Przypomnijmy sobie modlitwę Pana Jezusa za wybranymi: „Ojcze! Chcę, aby ci, których mi dałeś, byli ze mną, gdzie ja jestem, aby oglądali chwałę moją, którą mi dałeś, gdyż umiłowałeś mnie przed założeniem świata. Ojcze sprawiedliwy! I świat cię nie poznał, lecz ja cię poznałem i ci poznali, że ty mnie posłałeś; i objawiłem im imię twoje, i objawię, aby miłość, którą mnie umiłowałeś, w nich była, i ja w nich” – Jan 17:24-26. W innym miejscu Pan nakazuje swoim uczniom: „Nowe przykazanie daję wam, abyście się wzajemnie miłowali, jak ja was umiłowałem; abyście się i wy wzajemnie miłowali. Po tym wszyscy poznają, żeście uczniami moimi, jeśli miłość wzajemną mieć będziecie” – Jan 13:34-35. Chrystus Pan nie stawia innych warunków w miłości. On umiłował nas najwyższą miłością swego Ojca. Apostoł św. Paweł pisze: „Jeśli więc w Chrystusie jest jakaś zachęta, jakaś pociecha miłości, jakaś wspólnota ducha, jakieś współczucie i zmiłowanie, dopełnijcie radości mojej i bądźcie jednej myśli, mając tę samą miłość, zgodni, ożywieni jednomyślnością” – Filip. 2:1-2. „Ile tedy nas doskonałych, toż rozumiejmy; a jeśli co inaczej rozumiecie, i toć wam Bóg objawi. Wszakże w tem, czegośmy doszli, według jednegoż sznuru postępujmy i jednoż rozumiejmy” – Filip. 3:15-16 (BGd). Często piszemy i mówimy o miłości, ale zapominamy, że w miłości możemy zobaczyć w sobie nawzajem cierpiącego Zbawiciela i to, co On uczynił dla nas, abyśmy byli zbawieni. Obyśmy dostrzegli, że Pan nasz, ten miłosierny Samarytanin, swoją miłością ogarnia i tych, obok których my przechodzimy z chłodną obojętnością. Jak jasność słoneczna oświeca nasze nędzne podwórka, tak wielka miłość Chrystusa Pana niech napełnia nasze serca i choćby miała iść drogą ciernistą przez cierpienia, niech spieszy tam gdzie jest potrzebna!

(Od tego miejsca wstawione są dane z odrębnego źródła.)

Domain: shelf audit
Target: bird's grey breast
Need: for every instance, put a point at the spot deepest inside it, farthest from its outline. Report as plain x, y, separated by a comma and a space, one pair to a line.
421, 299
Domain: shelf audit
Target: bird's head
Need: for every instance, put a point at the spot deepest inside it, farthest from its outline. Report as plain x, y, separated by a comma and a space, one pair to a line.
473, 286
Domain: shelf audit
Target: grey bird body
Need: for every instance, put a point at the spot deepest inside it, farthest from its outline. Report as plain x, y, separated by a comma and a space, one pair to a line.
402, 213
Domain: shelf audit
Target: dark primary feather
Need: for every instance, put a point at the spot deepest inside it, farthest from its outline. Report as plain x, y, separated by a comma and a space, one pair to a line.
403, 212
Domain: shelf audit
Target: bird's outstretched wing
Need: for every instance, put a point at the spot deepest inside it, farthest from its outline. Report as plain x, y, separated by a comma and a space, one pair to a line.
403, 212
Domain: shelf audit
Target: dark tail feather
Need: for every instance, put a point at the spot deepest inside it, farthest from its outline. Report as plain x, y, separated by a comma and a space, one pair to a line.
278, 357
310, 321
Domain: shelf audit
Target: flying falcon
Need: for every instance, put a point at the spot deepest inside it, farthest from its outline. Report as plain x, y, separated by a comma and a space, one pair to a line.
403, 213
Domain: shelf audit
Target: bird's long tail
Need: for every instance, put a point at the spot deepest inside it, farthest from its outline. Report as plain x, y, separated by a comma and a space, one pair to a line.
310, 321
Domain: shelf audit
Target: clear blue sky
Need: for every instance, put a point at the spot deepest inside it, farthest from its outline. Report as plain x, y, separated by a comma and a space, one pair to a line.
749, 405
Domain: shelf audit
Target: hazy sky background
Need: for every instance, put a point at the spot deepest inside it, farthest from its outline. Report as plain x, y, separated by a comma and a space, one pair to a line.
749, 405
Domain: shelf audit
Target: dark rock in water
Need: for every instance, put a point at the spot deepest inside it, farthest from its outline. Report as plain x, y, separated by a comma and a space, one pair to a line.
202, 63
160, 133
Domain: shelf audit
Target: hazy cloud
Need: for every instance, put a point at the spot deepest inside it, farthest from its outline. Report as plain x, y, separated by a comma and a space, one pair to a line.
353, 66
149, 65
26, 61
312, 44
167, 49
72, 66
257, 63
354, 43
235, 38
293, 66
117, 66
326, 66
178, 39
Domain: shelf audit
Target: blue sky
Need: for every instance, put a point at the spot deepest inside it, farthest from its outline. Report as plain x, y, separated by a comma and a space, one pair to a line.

Drodzy i umiłowani w Chrystusie! Do modlitwy apostoła św. Pawła (Efezj. 3:14-21 BGd) dołączmy naszą modlitwę za wszystkimi naśladującymi miłość Chrystusa Pana. „Dlatego skłaniam kolana swoje przed Ojcem Pana naszego Jezusa Chrystusa, z którego się wszelka rodzina na niebie i na ziemi nazywa; aby wam dał według bogactwa chwały swej, żebyście byli mocą utwierdzeni przez ducha jego w wewnętrznym człowieku; aby Chrystus przez wiarę mieszkał w sercach waszych; żebyście w miłości wkorzenieni i ugruntowani będąc, mogli doścignąć ze wszystkimi świętymi, która jest szerokość i długość, i głębokość, i wysokość; i poznać miłość Chrystusową przewyższającą wszelką znajomość, abyście napełnieni byli wszelaką zupełnością Bożą. A temu, który może nade wszystko uczynić daleko obficiej niżeli prosimy albo myślimy, według onej mocy, która skuteczna jest w nas; Temu niech będzie chwała w kościele przez Chrystusa Jezusa po wszystkie czasy na wieki wieków. Amen”.